Because of the implementation. The heirarchy isn't flawed, only the
implementation is. (And that's a bit drastic, as the link you gave points
out, since the solutions should be fairly trivial to implement.) I'd
expect us to have a similar heirarchy, but with the proposed
implementation that avoids the issues of memory allocations.

>>>>>> and possibly could be used to index into a catalog of language
>>>>>> neutral strings for output.
>>>>> Existing what() does that.
>>>> How so? I can think of a few hacks, but none seem completely
>>>> satisfying.
>>> std::map<char const*, std::string, compare_cstring>?
>> This assumes that the what() strings are all unique,
> Show me another solution which doesn't rely on a similar assumption,
> please.

The problem is that the what() strings aren't enforcably unique. In fact,
in most cases they are user supplied, instead of implementation supplied.

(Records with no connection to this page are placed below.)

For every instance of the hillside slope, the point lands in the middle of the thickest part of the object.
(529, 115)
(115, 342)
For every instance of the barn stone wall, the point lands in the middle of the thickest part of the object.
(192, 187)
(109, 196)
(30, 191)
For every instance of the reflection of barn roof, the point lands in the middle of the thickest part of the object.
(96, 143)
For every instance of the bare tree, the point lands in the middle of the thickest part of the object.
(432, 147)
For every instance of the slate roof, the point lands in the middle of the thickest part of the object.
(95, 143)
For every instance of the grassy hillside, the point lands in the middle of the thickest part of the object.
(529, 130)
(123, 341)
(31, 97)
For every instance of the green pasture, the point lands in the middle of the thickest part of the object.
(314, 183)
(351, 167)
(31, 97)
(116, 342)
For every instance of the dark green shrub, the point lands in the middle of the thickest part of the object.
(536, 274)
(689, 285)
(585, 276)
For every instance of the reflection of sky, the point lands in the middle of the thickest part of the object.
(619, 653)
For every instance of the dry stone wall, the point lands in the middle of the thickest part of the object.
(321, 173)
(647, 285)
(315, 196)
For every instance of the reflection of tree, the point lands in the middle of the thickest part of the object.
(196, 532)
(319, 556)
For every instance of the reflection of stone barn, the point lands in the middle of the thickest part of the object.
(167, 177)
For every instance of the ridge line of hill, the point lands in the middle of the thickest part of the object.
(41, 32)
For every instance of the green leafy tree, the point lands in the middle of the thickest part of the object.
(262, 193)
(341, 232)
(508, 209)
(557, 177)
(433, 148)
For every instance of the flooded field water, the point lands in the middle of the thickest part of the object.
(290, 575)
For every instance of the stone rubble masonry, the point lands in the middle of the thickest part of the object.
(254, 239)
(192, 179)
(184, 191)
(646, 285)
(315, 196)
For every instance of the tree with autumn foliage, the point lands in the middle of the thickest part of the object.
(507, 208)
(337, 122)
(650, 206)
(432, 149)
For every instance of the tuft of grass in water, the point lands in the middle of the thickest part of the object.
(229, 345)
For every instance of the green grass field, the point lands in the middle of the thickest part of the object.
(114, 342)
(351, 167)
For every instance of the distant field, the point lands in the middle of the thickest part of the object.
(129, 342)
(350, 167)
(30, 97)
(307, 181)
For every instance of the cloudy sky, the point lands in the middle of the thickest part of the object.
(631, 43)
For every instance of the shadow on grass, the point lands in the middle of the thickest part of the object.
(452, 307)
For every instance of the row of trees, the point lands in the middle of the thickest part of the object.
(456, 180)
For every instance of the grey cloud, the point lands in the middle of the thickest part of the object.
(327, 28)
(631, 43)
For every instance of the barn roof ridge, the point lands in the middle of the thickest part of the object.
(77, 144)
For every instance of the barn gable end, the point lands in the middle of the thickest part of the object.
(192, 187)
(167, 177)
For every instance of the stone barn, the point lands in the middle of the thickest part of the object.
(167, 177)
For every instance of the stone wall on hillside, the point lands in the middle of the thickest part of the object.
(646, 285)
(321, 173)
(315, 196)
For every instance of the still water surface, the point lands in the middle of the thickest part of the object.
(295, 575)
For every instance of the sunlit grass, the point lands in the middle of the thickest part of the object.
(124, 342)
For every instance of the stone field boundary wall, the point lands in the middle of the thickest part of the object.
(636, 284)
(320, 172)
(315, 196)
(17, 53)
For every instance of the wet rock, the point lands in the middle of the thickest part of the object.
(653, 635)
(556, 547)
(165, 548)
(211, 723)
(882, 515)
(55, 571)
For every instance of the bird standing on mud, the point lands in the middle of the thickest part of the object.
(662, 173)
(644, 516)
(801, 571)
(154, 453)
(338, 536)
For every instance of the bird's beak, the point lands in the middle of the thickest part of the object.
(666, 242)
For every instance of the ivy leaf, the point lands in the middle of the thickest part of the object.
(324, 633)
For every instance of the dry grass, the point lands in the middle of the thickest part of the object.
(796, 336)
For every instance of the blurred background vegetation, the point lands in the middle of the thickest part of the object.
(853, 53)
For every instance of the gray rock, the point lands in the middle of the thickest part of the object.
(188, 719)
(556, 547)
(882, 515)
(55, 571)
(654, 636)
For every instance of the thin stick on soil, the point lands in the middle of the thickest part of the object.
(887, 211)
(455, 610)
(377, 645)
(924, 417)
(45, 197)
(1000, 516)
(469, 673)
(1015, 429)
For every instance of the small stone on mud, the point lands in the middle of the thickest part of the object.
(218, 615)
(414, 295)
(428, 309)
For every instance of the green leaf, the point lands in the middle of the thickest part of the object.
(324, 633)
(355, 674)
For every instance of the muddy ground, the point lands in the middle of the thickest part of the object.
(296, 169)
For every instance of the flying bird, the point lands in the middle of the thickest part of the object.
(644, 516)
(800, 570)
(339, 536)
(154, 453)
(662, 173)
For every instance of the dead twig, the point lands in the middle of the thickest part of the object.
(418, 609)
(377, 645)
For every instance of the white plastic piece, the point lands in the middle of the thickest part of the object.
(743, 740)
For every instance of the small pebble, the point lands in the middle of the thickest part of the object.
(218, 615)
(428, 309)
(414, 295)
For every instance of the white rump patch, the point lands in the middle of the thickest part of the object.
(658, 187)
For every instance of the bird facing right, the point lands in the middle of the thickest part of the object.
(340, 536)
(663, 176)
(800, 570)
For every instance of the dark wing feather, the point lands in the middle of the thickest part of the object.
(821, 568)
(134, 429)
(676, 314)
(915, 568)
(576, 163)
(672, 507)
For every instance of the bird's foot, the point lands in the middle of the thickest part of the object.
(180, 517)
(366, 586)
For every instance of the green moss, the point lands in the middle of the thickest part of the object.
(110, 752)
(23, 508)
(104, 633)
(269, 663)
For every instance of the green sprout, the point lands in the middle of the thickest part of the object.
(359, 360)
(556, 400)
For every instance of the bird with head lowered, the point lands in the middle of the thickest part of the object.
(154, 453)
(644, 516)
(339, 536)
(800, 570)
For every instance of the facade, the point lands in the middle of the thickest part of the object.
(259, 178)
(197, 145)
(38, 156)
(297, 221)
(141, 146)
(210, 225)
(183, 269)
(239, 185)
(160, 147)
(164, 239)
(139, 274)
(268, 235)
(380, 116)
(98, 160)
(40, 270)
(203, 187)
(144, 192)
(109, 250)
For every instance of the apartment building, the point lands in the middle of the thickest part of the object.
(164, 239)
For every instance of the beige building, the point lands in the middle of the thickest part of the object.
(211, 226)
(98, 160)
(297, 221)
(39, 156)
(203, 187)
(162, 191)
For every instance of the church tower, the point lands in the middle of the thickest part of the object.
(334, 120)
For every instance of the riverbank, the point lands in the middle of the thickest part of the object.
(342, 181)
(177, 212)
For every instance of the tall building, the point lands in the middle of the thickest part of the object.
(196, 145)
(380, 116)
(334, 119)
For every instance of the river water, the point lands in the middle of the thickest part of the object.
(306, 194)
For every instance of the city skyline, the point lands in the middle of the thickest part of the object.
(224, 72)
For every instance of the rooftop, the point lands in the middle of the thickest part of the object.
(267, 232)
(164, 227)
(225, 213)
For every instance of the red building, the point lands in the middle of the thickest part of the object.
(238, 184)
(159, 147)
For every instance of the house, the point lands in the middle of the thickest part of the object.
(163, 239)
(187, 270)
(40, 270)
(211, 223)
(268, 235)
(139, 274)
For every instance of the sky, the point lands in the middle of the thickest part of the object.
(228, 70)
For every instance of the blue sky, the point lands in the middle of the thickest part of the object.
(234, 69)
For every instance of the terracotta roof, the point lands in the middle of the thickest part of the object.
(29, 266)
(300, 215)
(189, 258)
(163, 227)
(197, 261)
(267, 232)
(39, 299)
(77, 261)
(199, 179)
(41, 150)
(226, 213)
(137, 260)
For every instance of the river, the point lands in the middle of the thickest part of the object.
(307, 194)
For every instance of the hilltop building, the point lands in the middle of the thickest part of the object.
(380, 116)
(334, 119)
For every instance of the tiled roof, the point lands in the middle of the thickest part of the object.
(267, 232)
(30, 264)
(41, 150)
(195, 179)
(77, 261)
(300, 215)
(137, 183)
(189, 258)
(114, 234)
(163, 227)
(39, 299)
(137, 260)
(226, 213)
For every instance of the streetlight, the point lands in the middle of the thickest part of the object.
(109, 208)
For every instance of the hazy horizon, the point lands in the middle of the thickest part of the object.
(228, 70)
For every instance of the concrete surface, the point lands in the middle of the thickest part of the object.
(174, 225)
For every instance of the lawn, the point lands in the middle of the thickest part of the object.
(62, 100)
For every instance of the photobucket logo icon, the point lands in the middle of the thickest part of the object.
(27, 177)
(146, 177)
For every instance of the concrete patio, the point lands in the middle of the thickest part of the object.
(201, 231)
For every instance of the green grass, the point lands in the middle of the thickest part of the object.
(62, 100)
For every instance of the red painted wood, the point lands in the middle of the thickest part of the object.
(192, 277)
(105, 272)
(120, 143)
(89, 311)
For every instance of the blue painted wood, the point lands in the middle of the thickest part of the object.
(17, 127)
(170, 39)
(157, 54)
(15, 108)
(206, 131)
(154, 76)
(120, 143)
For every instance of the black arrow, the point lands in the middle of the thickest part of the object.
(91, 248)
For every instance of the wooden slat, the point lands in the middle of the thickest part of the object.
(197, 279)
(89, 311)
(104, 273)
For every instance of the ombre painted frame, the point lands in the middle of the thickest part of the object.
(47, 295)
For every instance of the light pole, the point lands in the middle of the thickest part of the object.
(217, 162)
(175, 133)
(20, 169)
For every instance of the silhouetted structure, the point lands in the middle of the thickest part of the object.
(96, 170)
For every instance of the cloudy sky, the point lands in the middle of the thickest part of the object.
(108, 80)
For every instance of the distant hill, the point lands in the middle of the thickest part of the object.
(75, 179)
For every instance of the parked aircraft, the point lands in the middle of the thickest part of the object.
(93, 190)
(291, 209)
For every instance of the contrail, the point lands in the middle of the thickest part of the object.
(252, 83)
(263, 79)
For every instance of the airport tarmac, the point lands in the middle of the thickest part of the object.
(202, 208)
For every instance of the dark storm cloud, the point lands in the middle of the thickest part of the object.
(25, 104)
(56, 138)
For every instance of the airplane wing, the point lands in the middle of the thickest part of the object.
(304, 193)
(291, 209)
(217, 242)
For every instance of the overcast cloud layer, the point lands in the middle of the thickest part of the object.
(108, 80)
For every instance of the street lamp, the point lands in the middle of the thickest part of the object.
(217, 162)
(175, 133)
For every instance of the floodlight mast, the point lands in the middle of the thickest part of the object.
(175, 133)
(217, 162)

>> gives suboptimal performance in lookups,
> Who cares? You just paid for stack unwinding!

Well, more importantly, it's suboptimal in memory usage. But that may not
be an issue for some people either.

>>>> The only problem is how you allow the strings to be made language
>>>> neutral. From what you said above, I assume you think there's a
>>>> solution to that, but I don't see it. Care to point out what I'm
>>>> not seeing?
>>> If there's an answer, it's in a different domain. I don't think that
>>> belongs in an exception class.
>> Yes, and no. The actual act of retrieving a localized string
>> obviously doesn't belong in this domain. However, providing a key for
>> looking up said strings, and a hook for formatting said strings with
>> instance specific data, would sure be nice IMHO.
>> // hypothetical code...
>> try
>> {
>> ....
>> }
>> catch (const boost::exception& e)
>> {
>> std::string str = lookup(e.key());
> catch(std::exception& e)
> {
> std::string str = lookup(e.what());
>> // 'str' no contains a locale specific string with replacable value
>> // markers, for instance:
>> // "bad_argument '${argument}' thrown in ${function}"
>> std::cout << e.format(str) << std::endl;
> Why go back to the exception object to do the formatting job here?
>> // given the above hypothetical locale specific string we might
>> get: // bad_argument 'first_arg' thrown in some_class::foo
>> }
>> Obviously a toy example, but I think this illustrates the idea.
> I think you can encode all of that stuff into the what() strings:
> "bad_argument$3$my_function\0"

That might be another approach, but would require strict specification of
what's returned from what(), and a more complex lookup/format mechanism.
The main problem I see with this approach is that any existing code that
expects what() to return a human readable (albiet unlocalized) string will
now be getting a string that's not easy to decipher.